Home sweet home (soon to be), with shipping container in waiting in the foreground.
Half this week was spent in new faculty orientation, which was a bit of a blur.  They did a  nice job mixing social events (like dinner at the dean's and a canoe outing) with your usual anti-harassment trainings (favorite quote from the dean, "[the boys in the dorm] spend a lot of time naked"), but there was still a whole lot of information to take in. I don't think I've really scratched the surface yet of figuring out how the day-to-day life of this boarding school works. I guess I've got a few hundred pages of manuals to look over today as it continues to rain. (I've got extra batteries for my headlamp so I can keep reading in case the power goes out!)

New faculty plus some administrators, kids, and dogs.
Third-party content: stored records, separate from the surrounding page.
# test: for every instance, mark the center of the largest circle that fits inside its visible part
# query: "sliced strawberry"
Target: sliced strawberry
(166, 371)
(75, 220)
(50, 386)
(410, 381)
This is the view from "The Rock" above campus.
Spending 2 years in Europe was somewhat like an extended vacation. It was plenty of work, but I never really felt like I "belonged" in Bulgaria. In fact it made me come to terms with my own fundamental "American-ness", like it or not. 7 weeks on the road heightened our need to be settled somewhere, to dig in, to make a home. Now that we're here, it's frustrating that we can't start that process here. I hope this will feel like home. There are a bunch of free-range faculty children and lots of folks out walking their puppies; no one seems to lock their apartment doors. It's a friendly place, a bit like really expensive grown-up summer camp.


So now you're waiting, I suppose, for an ending to this rambling blog, but like any good literature these days, you won't get one. So there.

1 comment:

  1. Thanks for an enjoyable posting. I particularly approve of the phrases "free-range faculty children" and "expensive grown-up summer camp." These make it sound like a positively delightful place to put down roots. And, though I never would have thought of it on my own, it sounds like a perfect fit for you. May you and S. prosper there (in a Trekkie rather than financial sort of way). Love, J.